Custom Log Types

Overview

Panther allows users to define their own log types by adding a Custom Log Type entry. Custom Log Types are identified by a Custom. prefix in their name and can be used wherever a 'native' Log Type is used:

  • You can use a Custom Log Type when onboarding data through SQS or S3

  • You can write Rules for these Log Types.

  • You can query the data in Data Explorer. Panther will create a new table for the Custom Log Type, once you onboard a source that uses it.

  • You can query the data through Indicator Search

Limitations

Panther currently only supports JSON logs as input to Custom Log Types. Support for other log formats (i.e. CSV, text) will be added in the future.

Currently Panther does not allow editing of Custom Log Types. Changing the schema of a Log Type requires extensive checks and possibly a migration of log tables. This will be allowed in the future once all corner cases are dealt with.

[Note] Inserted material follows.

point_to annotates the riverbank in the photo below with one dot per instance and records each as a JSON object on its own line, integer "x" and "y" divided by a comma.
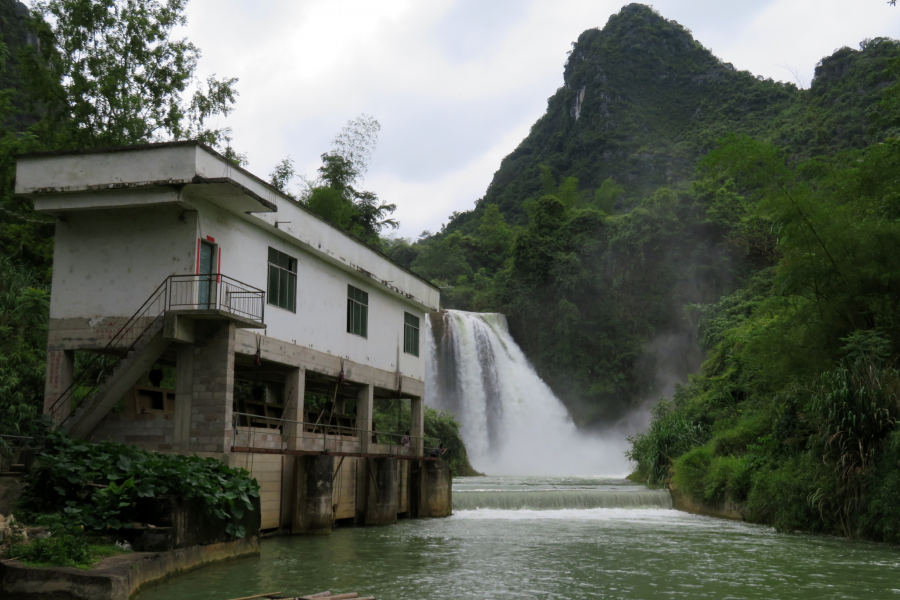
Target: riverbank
{"x": 573, "y": 553}
{"x": 116, "y": 577}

The only editing action allowed for a Custom Log Type is 'Delete' and this only succeeds if no Source is using it. Deleting a Custom Log Type does not affect any data already stored in the data lake. All data is still queryable through Data Explorer or Indicator Search. To provide this, Panther has to reserve the name of a Custom Log Type even after it has been deleted. Adding another one with the same name will fail with a conflict.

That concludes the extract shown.